Kassandra Charby, a resident of Brome Lake, worked as a full-time hairdresser when she was pregnant with her first child and decided to make a change in her lifestyle. After shopping at a grocery store and seeing the state of the meat that was sold, Charby decided from that moment on that she was going to teach her children how to be self-sustainable when it comes to the food that they eat and the life that they live. With three boys ages 3, 7, and 9, she cut down her workload to part-time and she now spends the rest of her time educating her children on how to raise animals in a respectful environment to support their needs and how to live independently.
“We want them to be realistic; we want them to keep their childhood, but we also want them to know where food comes from and the work behind the food. I was pregnant with my firstborn and I was buying chicken at the grocery store. And thought, ‘how can they cut out the best part of the meat and sell the rest?’ I decided that I wasn’t doing this anymore,” explained Charby.
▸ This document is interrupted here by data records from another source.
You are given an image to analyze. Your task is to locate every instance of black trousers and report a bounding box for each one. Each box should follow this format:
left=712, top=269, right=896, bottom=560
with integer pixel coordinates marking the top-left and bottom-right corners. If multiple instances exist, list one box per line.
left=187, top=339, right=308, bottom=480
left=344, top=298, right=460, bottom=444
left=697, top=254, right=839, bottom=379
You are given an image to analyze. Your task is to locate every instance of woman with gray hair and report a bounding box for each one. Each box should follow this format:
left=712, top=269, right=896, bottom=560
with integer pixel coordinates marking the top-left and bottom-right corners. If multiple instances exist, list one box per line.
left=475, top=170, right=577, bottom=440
As someone who grew up on a farm, Charby wanted her family to be self-sustainable, imaginative, independent, and free of technology and she took some inspiration from the Wilderness Family movie; a film about a family that moves from the city to live off the land. “It is attractive for me to get away from chemicals, radiation, etc. I have a certain fear of this stuff. Life is meant to be pure, and I wanted to live life more purely.”